There are 3 kinds of textures: Diffuse (a.k.a. Color Map or just plain "Texture"), Normal Map (a.k.a Bump Map), Glow Map
Each model must have two textures...a diffuse and normal. (Menu/2D items do not need normal maps)
The diffuse texture is how the object is painted...it wraps around the model based on the defined UV Map of the model. The name of the texture and its path is controlled inside the NIF file using the texture path. If the texture cannot be found using the path inside the NIF, the game may crash or the object will appear pink. To update the path, please read this tutorial: How to fix hard-coded texture paths in NIF files.
The Normal Map is how light reacts to the surface of a model giving it fake bumps and groves with high areas being lightly colored and low areas being darker which is controlled by the values of the color used (typically a light violet/blue color). There are many methods and tools to create normal maps. The preferred method is the use of a high resolution model that can be used to "bake" the details into the normal map of a lower-polygon model inside programs such as Blender and 3ds Max. Normals can also be created from the texture files alone. Plugins for 2D image editors like Photoshop, GIMP and Paint.NET can be used to create normal maps however, a specialized tool called CrazyBump can aid in the creation of normal, specular, displacement and occlusion maps. To get a better understanding of what normal maps do in-game, take a look at CrazyBump's intro movie: Creating Materials with CrazyBump. The game engine automatically determines the name of the normal map by using the name of the diffuse texture and adding "_n" to it. Example: Helmet.dds --> Helmet_n.dds. The game can crash if the normal map does not exist...or it can render the object invisible. The specularity (amount of light reflected) is controlled by the alpha channel of the normal map which is why normal maps are always exported in DDS format that retains alpha channels such as DXT5 format.
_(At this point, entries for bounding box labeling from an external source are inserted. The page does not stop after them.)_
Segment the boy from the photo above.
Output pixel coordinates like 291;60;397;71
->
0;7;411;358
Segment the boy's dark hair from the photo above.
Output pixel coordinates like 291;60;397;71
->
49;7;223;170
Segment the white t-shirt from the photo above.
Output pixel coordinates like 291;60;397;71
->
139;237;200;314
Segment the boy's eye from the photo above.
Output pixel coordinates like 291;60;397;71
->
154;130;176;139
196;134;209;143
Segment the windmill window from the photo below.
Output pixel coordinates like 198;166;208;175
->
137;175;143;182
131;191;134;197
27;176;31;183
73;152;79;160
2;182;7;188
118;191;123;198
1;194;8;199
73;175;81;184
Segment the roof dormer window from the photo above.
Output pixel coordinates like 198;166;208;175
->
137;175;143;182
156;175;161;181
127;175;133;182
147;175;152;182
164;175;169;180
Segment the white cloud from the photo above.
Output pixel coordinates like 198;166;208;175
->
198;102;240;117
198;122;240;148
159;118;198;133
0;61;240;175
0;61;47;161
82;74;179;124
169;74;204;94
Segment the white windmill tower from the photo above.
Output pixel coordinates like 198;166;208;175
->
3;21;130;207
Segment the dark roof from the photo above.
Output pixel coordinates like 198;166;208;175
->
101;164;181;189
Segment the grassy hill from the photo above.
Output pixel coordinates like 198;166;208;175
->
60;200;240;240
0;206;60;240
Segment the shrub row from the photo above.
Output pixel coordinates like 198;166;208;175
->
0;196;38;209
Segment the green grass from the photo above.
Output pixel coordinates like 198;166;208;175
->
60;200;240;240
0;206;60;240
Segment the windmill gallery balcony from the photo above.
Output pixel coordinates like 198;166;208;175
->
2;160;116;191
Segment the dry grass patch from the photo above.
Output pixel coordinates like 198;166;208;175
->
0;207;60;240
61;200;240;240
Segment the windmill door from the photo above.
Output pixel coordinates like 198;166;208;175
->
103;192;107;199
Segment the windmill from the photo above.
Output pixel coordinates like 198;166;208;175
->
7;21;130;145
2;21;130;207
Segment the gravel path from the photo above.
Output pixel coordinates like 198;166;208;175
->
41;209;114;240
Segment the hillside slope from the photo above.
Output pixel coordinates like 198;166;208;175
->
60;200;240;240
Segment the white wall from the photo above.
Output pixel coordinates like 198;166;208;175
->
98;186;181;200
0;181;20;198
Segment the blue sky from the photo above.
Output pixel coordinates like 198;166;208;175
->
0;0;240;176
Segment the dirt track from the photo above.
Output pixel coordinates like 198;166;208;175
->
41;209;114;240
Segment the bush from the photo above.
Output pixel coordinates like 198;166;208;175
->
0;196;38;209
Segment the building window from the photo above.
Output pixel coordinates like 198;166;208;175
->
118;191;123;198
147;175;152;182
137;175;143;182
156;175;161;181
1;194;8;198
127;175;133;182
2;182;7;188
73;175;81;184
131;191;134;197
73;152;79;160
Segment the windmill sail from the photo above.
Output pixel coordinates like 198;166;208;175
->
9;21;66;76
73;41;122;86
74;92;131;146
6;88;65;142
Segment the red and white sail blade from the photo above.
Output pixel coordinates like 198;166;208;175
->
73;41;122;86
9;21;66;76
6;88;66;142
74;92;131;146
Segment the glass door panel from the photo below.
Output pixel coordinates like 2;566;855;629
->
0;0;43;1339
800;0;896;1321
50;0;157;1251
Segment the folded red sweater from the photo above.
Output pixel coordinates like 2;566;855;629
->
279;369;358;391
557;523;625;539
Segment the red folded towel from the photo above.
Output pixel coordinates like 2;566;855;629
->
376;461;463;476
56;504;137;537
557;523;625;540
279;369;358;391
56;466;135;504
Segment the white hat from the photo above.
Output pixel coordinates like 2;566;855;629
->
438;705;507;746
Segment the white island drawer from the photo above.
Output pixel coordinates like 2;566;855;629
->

The Glow Map controls the color and intensity of the glow on the surface of the texture. The game engine automatically determines the name of the glow map (if it exists) by using the name of the diffuse texture and adding "_g" to it. Example: Helmet.dds --> Helmet_g.dds. You could make an object glow by controlling the material settings inside the NIF but that would cause the entire object to glow. Using a glow map allows you to make just certain parts glow. For more details, please read Glowmaps 101
Each texture might make use of the alpha channel which is a black-n-white only (or shades of gray). What the alpha channel does depends on what it is used on in the game and which texture it is in. For example, the use of the alpha channel of the diffuse texture to control the amount of transparency of the object (such as glass) but the NIF must be configured to utilize the NiAlphaProperty. The alpha in the normal map controls the amount of shine on the material when light is cast on it. A black alpha channel looks like a very dull material like wood but a white alpha channel makes the material look very shiny / reflective. There are other tricks you can do to make use of special materials to make an uber-reflective materials...Reflective Metal
Even though this tutorial was created for Oblivion, it should hold true to Fallout 3 as well since it is the same Gamebryo engine. The reflective metal technique might be a bit different for Fallout 3.